# Intermediate tarpon lines



## texican08 (Sep 13, 2016)

I’m looking to get a spare reel rigged for tarpon but have no experience in intermediate lines. Here’s what I have/know so far and looking for so advice from there...

- It’s going on a Hardy 12000 ultralite 
- wanting a full intermediate line and not a sinking tip
-would prefer to at least have the tip clear if not the entire line clear

That being said, what would be your recommendations on make/model of line? Thanks in advance!


----------



## Rick hambric (Jun 24, 2017)

Cortland or rio


----------



## Rick hambric (Jun 24, 2017)

Cortland clear camo is my preferred


----------



## lemaymiami (Feb 9, 2007)

I buy Rio intermediate lines (two or three in each size at a time...) and find them just the ticket. For many years we used Scientific Anglers intermediates - but the Rio are a bit less money and hold up well in the mangrove jungle areas of the Everglades. I work big tarpon in rivers up to 12- 14 feet deep and a full intermediate (with a clear tip the way they come from Rio) works just fine).


----------



## Backwater (Dec 14, 2014)

https://www.cortlandline.com/collections/saltwater-fly-line/products/big-game-intermediate

In 10-12wts, they call it their Big Game Clear Intermediate. It's a good deal for the money and a decent casting line.


----------



## eightwt (May 11, 2017)

Are intermediate lines used more than floaters for tarpon? What tarpon behavior dictates which type of line you throw? Thanks and pardon my ignorance.


----------



## lemaymiami (Feb 9, 2007)

If you're sight-fishing big silver in clear waters (like the Keys where the fish are in less than six feet of water - mostly...) then a floating line is your best bet.... Some of us, though, are fishing places like the dark waters of Everglades National Park where you might be working fish up really shallow or right on the bottom in rivers that are 10 to 15 feet deep (and every depth in between). With an intermediate you can fish every depth and the fly stays at that depth when you're stripping it... No you don't get a second cast the way you can with a floater and intermediates aren't very useful for popping bugs, etc. and there are a few tricks with it but some of us use mostly intermediates so that we can count the fly down to exactly where fish are holding like salmon in small rivers (we're talking every size of fish as well - some of them as big as they get....).

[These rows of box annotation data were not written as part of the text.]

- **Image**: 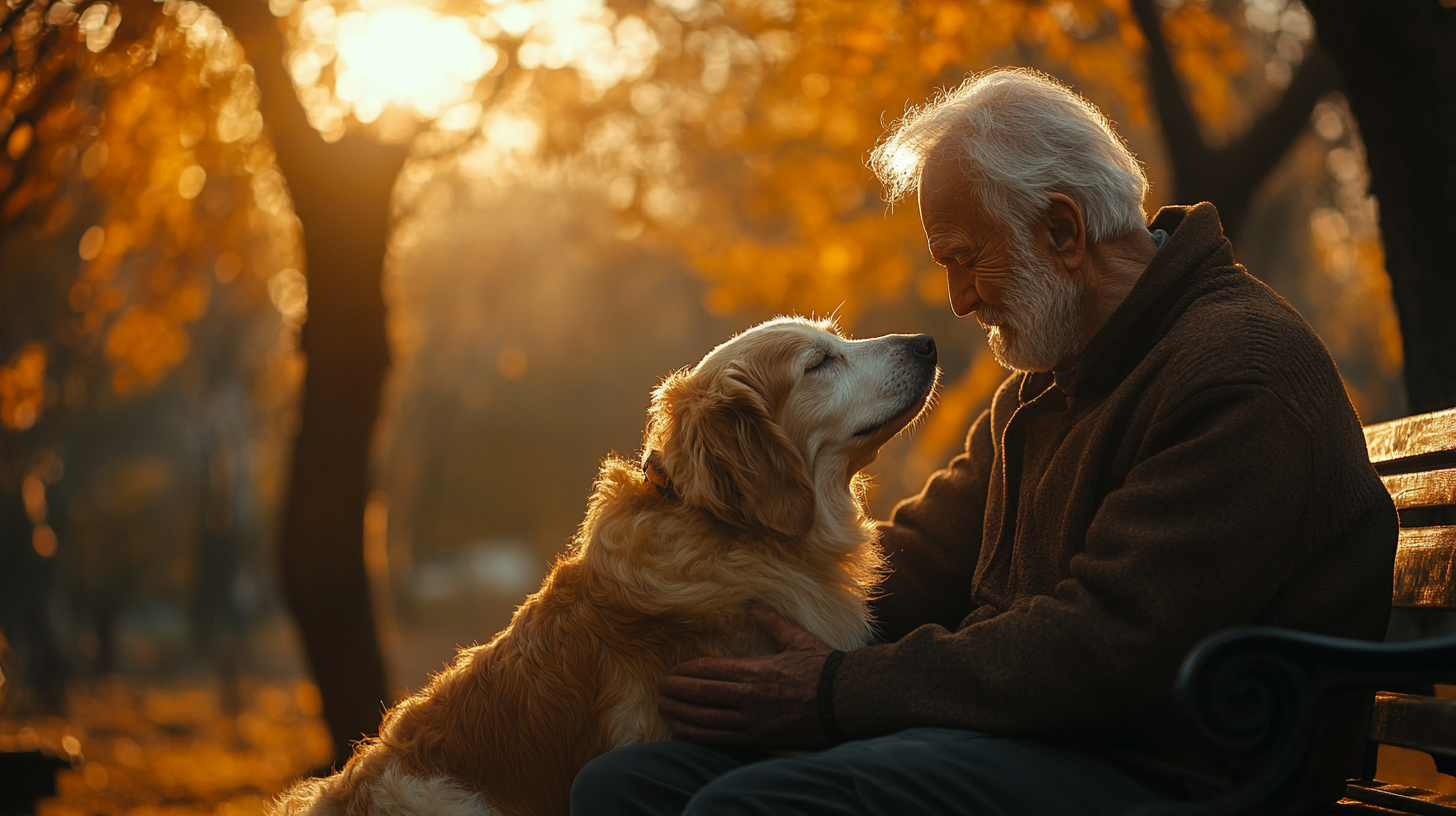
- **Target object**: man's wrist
[818,648,844,743]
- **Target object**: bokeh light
[335,4,499,122]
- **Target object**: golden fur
[274,319,936,816]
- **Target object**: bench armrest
[1137,627,1456,816]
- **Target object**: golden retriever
[274,318,938,816]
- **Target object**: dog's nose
[910,334,935,363]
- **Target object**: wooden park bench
[1168,408,1456,816]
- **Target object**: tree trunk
[213,0,406,759]
[1307,0,1456,414]
[1131,0,1338,236]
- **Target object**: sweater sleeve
[833,385,1312,739]
[874,411,994,641]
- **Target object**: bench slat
[1380,468,1456,510]
[1370,691,1456,756]
[1364,408,1456,474]
[1392,526,1456,609]
[1335,782,1456,816]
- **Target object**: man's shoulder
[1155,267,1340,385]
[1144,267,1354,434]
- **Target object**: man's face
[920,162,1083,372]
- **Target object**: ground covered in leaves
[0,680,329,816]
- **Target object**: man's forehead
[919,150,970,207]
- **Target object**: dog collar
[642,449,677,498]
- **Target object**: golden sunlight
[335,4,498,122]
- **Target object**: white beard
[976,242,1083,372]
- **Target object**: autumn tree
[1309,0,1456,412]
[0,3,291,702]
[0,0,1432,752]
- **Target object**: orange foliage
[0,342,45,431]
[0,0,297,408]
[0,680,332,816]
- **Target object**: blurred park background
[0,0,1456,816]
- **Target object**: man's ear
[1045,192,1088,280]
[649,367,814,535]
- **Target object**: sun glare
[335,6,498,122]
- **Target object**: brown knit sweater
[820,204,1396,803]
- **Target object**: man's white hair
[869,68,1147,240]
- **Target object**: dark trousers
[571,729,1160,816]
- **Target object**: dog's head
[646,318,938,535]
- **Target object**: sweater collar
[1057,201,1233,398]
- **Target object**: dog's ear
[648,366,814,535]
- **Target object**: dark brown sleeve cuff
[818,648,844,743]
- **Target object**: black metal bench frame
[1140,409,1456,816]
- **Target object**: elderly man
[572,71,1396,816]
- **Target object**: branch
[208,0,322,150]
[1131,0,1213,176]
[1219,44,1340,196]
[1130,0,1340,227]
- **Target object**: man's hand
[657,605,833,748]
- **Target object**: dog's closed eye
[804,354,839,374]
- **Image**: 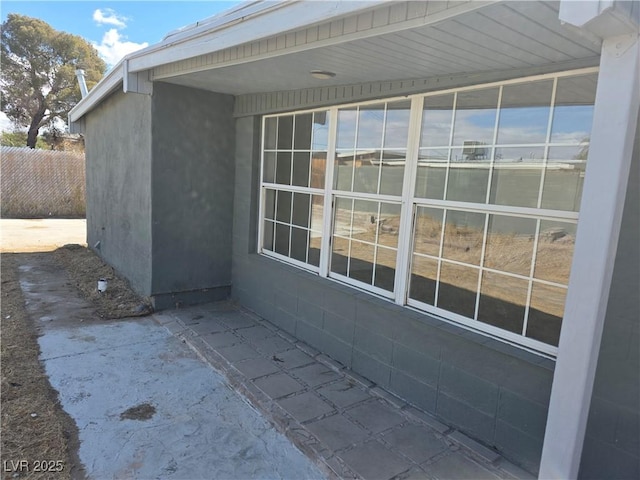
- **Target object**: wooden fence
[0,147,86,218]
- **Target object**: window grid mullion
[394,97,424,305]
[320,107,338,277]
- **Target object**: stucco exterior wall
[85,88,151,295]
[580,114,640,479]
[232,117,554,472]
[151,82,235,308]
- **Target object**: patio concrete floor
[20,255,533,480]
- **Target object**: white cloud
[92,28,149,68]
[93,8,127,28]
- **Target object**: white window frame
[257,67,599,358]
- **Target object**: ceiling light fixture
[309,70,336,80]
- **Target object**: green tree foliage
[0,13,106,148]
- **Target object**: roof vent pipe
[76,68,89,98]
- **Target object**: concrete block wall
[580,120,640,480]
[85,88,151,296]
[232,117,554,473]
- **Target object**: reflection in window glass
[384,101,411,150]
[356,103,385,150]
[526,282,567,346]
[291,152,309,187]
[262,152,276,183]
[541,144,589,212]
[311,112,329,151]
[331,197,400,292]
[278,115,293,150]
[551,73,597,144]
[489,147,544,208]
[409,255,438,305]
[453,88,499,147]
[437,262,480,318]
[293,113,313,150]
[420,94,453,148]
[478,272,529,333]
[442,210,485,265]
[336,107,358,151]
[415,149,449,200]
[497,80,553,145]
[413,207,444,256]
[534,220,576,285]
[447,163,489,203]
[484,215,536,276]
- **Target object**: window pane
[336,107,358,150]
[291,227,309,262]
[442,210,485,265]
[497,80,553,145]
[276,191,291,223]
[357,103,384,150]
[551,73,598,144]
[262,152,276,183]
[542,144,589,212]
[349,240,375,285]
[447,154,489,203]
[292,193,311,228]
[420,94,453,147]
[534,220,576,285]
[478,272,529,334]
[264,117,278,150]
[293,152,309,187]
[413,207,444,256]
[264,190,276,220]
[333,198,353,237]
[415,149,449,200]
[331,236,349,276]
[278,115,293,150]
[333,151,354,192]
[293,113,313,150]
[378,203,400,248]
[274,223,291,257]
[453,88,499,146]
[353,159,381,193]
[312,112,329,151]
[484,215,536,276]
[276,152,291,185]
[384,101,411,150]
[262,220,273,251]
[409,255,438,305]
[438,262,479,318]
[351,200,380,243]
[373,247,398,292]
[379,155,406,196]
[489,147,544,208]
[309,195,324,233]
[310,152,327,188]
[527,282,567,346]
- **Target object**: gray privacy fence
[0,147,86,218]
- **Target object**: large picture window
[259,69,597,355]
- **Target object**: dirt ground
[0,242,151,479]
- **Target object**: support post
[539,33,640,479]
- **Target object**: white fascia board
[69,57,126,124]
[128,0,388,72]
[558,0,640,39]
[69,0,388,124]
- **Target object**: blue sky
[0,0,241,67]
[0,0,242,131]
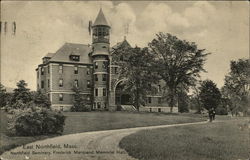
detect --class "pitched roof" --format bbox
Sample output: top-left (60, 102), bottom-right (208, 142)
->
top-left (50, 43), bottom-right (91, 63)
top-left (112, 39), bottom-right (131, 50)
top-left (93, 9), bottom-right (109, 26)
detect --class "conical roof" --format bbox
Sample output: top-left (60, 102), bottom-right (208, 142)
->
top-left (93, 9), bottom-right (109, 26)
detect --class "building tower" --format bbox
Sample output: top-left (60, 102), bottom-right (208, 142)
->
top-left (92, 9), bottom-right (110, 110)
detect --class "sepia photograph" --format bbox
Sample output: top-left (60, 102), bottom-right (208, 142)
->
top-left (0, 0), bottom-right (250, 160)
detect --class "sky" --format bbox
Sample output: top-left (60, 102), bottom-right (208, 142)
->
top-left (0, 1), bottom-right (249, 90)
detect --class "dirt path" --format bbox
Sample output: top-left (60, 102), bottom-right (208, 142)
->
top-left (1, 122), bottom-right (210, 160)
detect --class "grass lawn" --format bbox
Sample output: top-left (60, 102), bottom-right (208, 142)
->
top-left (63, 112), bottom-right (209, 134)
top-left (119, 118), bottom-right (250, 160)
top-left (0, 110), bottom-right (206, 154)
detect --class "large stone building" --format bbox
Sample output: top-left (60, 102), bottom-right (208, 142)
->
top-left (36, 9), bottom-right (176, 112)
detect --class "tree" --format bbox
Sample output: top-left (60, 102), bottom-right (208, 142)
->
top-left (178, 91), bottom-right (189, 113)
top-left (222, 59), bottom-right (250, 115)
top-left (190, 80), bottom-right (204, 114)
top-left (32, 90), bottom-right (51, 108)
top-left (149, 33), bottom-right (208, 112)
top-left (200, 80), bottom-right (221, 110)
top-left (114, 47), bottom-right (159, 110)
top-left (0, 83), bottom-right (7, 107)
top-left (11, 80), bottom-right (32, 104)
top-left (71, 87), bottom-right (90, 112)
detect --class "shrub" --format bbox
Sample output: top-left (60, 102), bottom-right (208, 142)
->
top-left (215, 106), bottom-right (228, 115)
top-left (8, 107), bottom-right (65, 136)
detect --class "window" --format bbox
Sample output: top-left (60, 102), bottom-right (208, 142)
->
top-left (120, 55), bottom-right (123, 61)
top-left (95, 88), bottom-right (98, 97)
top-left (158, 85), bottom-right (161, 92)
top-left (148, 97), bottom-right (151, 103)
top-left (41, 81), bottom-right (44, 88)
top-left (74, 66), bottom-right (78, 74)
top-left (74, 79), bottom-right (79, 87)
top-left (115, 67), bottom-right (118, 74)
top-left (95, 74), bottom-right (98, 81)
top-left (69, 55), bottom-right (80, 61)
top-left (41, 68), bottom-right (44, 75)
top-left (102, 88), bottom-right (107, 96)
top-left (158, 108), bottom-right (161, 112)
top-left (102, 61), bottom-right (108, 69)
top-left (59, 79), bottom-right (63, 87)
top-left (87, 67), bottom-right (90, 75)
top-left (59, 65), bottom-right (63, 74)
top-left (59, 93), bottom-right (63, 101)
top-left (87, 80), bottom-right (91, 88)
top-left (158, 97), bottom-right (161, 104)
top-left (102, 74), bottom-right (107, 81)
top-left (95, 62), bottom-right (98, 69)
top-left (97, 102), bottom-right (101, 108)
top-left (87, 95), bottom-right (90, 101)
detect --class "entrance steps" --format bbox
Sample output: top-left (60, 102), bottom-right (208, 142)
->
top-left (121, 105), bottom-right (137, 112)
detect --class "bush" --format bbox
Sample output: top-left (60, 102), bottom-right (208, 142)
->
top-left (215, 106), bottom-right (228, 115)
top-left (9, 107), bottom-right (65, 136)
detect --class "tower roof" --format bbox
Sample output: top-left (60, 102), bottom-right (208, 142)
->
top-left (93, 9), bottom-right (109, 26)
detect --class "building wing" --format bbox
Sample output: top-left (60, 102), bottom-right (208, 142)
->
top-left (50, 43), bottom-right (91, 63)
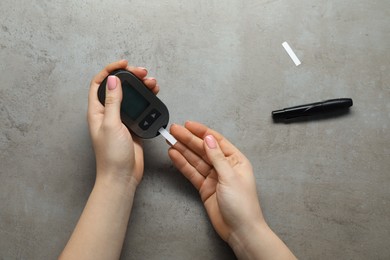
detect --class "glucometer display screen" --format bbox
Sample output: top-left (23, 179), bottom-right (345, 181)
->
top-left (121, 81), bottom-right (150, 121)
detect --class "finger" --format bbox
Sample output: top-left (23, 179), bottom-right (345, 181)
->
top-left (92, 60), bottom-right (128, 87)
top-left (103, 76), bottom-right (122, 126)
top-left (185, 121), bottom-right (241, 156)
top-left (174, 142), bottom-right (212, 177)
top-left (170, 124), bottom-right (209, 162)
top-left (204, 135), bottom-right (234, 182)
top-left (168, 148), bottom-right (205, 191)
top-left (88, 60), bottom-right (127, 128)
top-left (143, 78), bottom-right (159, 95)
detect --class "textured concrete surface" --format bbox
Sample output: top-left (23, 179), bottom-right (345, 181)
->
top-left (0, 0), bottom-right (390, 259)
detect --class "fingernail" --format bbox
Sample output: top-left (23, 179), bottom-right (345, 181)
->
top-left (107, 76), bottom-right (116, 90)
top-left (204, 135), bottom-right (217, 149)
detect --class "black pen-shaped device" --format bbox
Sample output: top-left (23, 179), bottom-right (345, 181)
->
top-left (272, 98), bottom-right (353, 120)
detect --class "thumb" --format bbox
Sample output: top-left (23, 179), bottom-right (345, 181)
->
top-left (104, 76), bottom-right (122, 125)
top-left (204, 135), bottom-right (234, 181)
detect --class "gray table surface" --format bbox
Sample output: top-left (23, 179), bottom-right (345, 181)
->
top-left (0, 0), bottom-right (390, 259)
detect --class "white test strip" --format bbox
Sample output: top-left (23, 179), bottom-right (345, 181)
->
top-left (282, 42), bottom-right (301, 66)
top-left (158, 127), bottom-right (177, 146)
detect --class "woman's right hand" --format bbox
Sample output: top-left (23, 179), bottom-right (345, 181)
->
top-left (168, 122), bottom-right (295, 259)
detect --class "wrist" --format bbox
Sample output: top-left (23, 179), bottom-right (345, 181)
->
top-left (227, 220), bottom-right (272, 259)
top-left (95, 170), bottom-right (139, 197)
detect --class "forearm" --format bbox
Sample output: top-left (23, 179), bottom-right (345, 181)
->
top-left (228, 222), bottom-right (296, 260)
top-left (60, 173), bottom-right (137, 259)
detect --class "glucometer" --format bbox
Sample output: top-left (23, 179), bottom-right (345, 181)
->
top-left (98, 70), bottom-right (172, 140)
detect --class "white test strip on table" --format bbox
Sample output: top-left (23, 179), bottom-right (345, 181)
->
top-left (282, 42), bottom-right (301, 66)
top-left (158, 127), bottom-right (177, 146)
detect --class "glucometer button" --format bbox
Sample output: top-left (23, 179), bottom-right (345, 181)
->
top-left (139, 119), bottom-right (151, 130)
top-left (139, 109), bottom-right (161, 130)
top-left (148, 109), bottom-right (161, 123)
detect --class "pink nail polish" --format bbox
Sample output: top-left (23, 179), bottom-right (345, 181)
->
top-left (204, 135), bottom-right (217, 149)
top-left (107, 76), bottom-right (116, 90)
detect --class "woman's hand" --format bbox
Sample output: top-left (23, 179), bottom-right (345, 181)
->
top-left (168, 122), bottom-right (295, 259)
top-left (169, 122), bottom-right (264, 241)
top-left (88, 60), bottom-right (159, 185)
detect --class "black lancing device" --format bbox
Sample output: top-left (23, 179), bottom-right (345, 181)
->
top-left (272, 98), bottom-right (353, 121)
top-left (98, 70), bottom-right (169, 139)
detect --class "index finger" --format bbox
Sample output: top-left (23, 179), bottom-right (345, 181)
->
top-left (185, 121), bottom-right (241, 157)
top-left (88, 60), bottom-right (128, 112)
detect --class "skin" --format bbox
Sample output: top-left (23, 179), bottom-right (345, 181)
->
top-left (59, 60), bottom-right (295, 259)
top-left (59, 60), bottom-right (159, 259)
top-left (168, 121), bottom-right (296, 259)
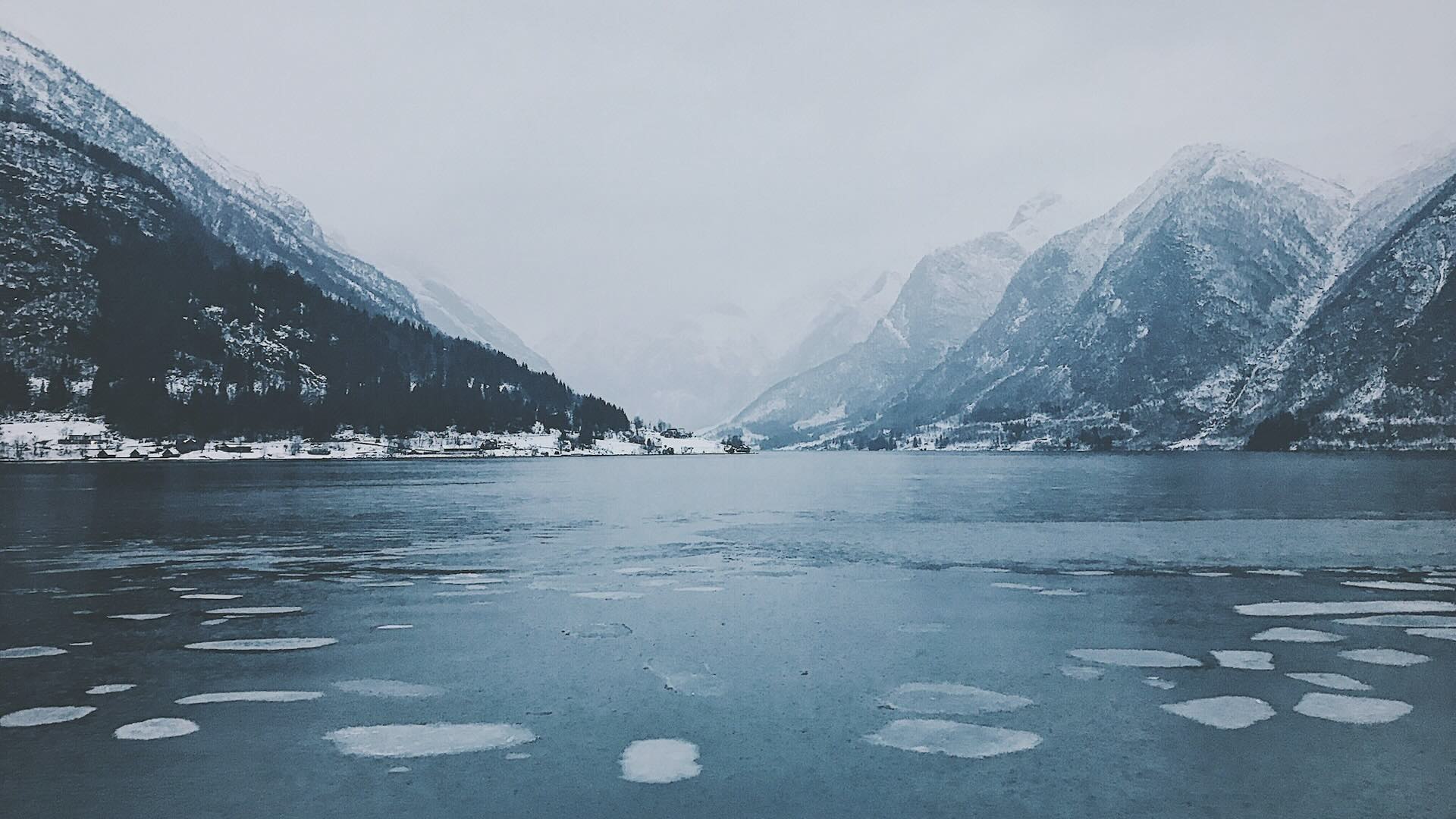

I know a fair number of anglers who keep a spare spool loaded with an intermediate just for times when getting your fly down is the only way you'll get bit - it's a situational thing...


----------



## eightwt (May 11, 2017)

Thank you Capt. I fish the Big Bend, so an intermediate may be useful for me. I use an intermediate also for other inshore fishing and along beaches.


----------



## Backwater (Dec 14, 2014)

lemaymiami said:


> I know a fair number of anglers who keep a spare spool loaded with an intermediate just for times when getting your fly down is the only way you'll get bit - it's a situational thing...


I keep one of my rods loaded with an intermediate when I go. 

Some like it riding high, but some like it low!


----------



## 024H6 (Jan 28, 2018)

Anyone have any suggestions for a 12wt floating line?


----------



## Rick hambric (Jun 24, 2017)

Cortland clear tarpon


----------



## k-roc (Feb 8, 2018)

I fish the glades from a SUP (that's really micro microskiff) the last two weeks of April every year. I'd like to know how and when to try going deep for tarpon. Basically unless I can see fish near the surface or in the shallows, or when fish are rolling or gulping air, I don't catch anything blind casting in murky water...

And I've had the Rio Tropical WF8-I and it's been fine but I kind of like the low stretch core and durability of Airflo lines these days.


----------



## lemaymiami (Feb 9, 2007)

You're pretty much handicapped by your ride when it comes to deeper waters tarpon out of Flamingo - since all of that is on the west coast of the 'Glades (and we're talking a run of 20 miles west at a minimum...). If you're fishing out of Chokoloskee or the areas close by you might have a shot since the rivers there (where all the "deep water" is...) are much, much closer.. Deep is a relative term out of Flamingo since there are basins and channels very close to Flamingo where you might find big tarpon in six feet of water or less (and with the right conditions actually see fish at the surface rolling, finning, and just plain hanging out this time of year). What will happen to you with an SUP with a big tarpon hooked up might just get exciting - too exciting for an old guy like me...

That said, your ride is perfect for working shallow and sheltered - trying to fish where there's a lot of current isn't healthy with what you're working out of...


----------



## k-roc (Feb 8, 2018)

Thanks for the info Bob, greatly appreciated. I stay at my folks' condo in Naples so I haven't ventured as far as Flamingo. We typically launch near Goodland, sometimes Chokoloskee.
We're set up in a way that we can cast at whatever we see that day, 8 wt. rods with usually 30 lbs. tippet and much of the time it's a black and purple EP fly. We've caught reds, snook, jack and tarpon on that fly. Basically if we were to hook into a massive fish from the SUPs, the plan is to break it off after a few jumps! My wife been towed around before and has landed a few babies (20 pounders). I've choked more often than not when setting the hook in stained water, I'm so surprised when i get the bite and can't see a fish that I don't set hard enough!

The weather doesn't cooperate that often in April, it's only happened to us a few times that we've had hot, humid, calm conditions that are prime for tarpon.

Anyways sorry for hijacking the Intermediate line thread!


----------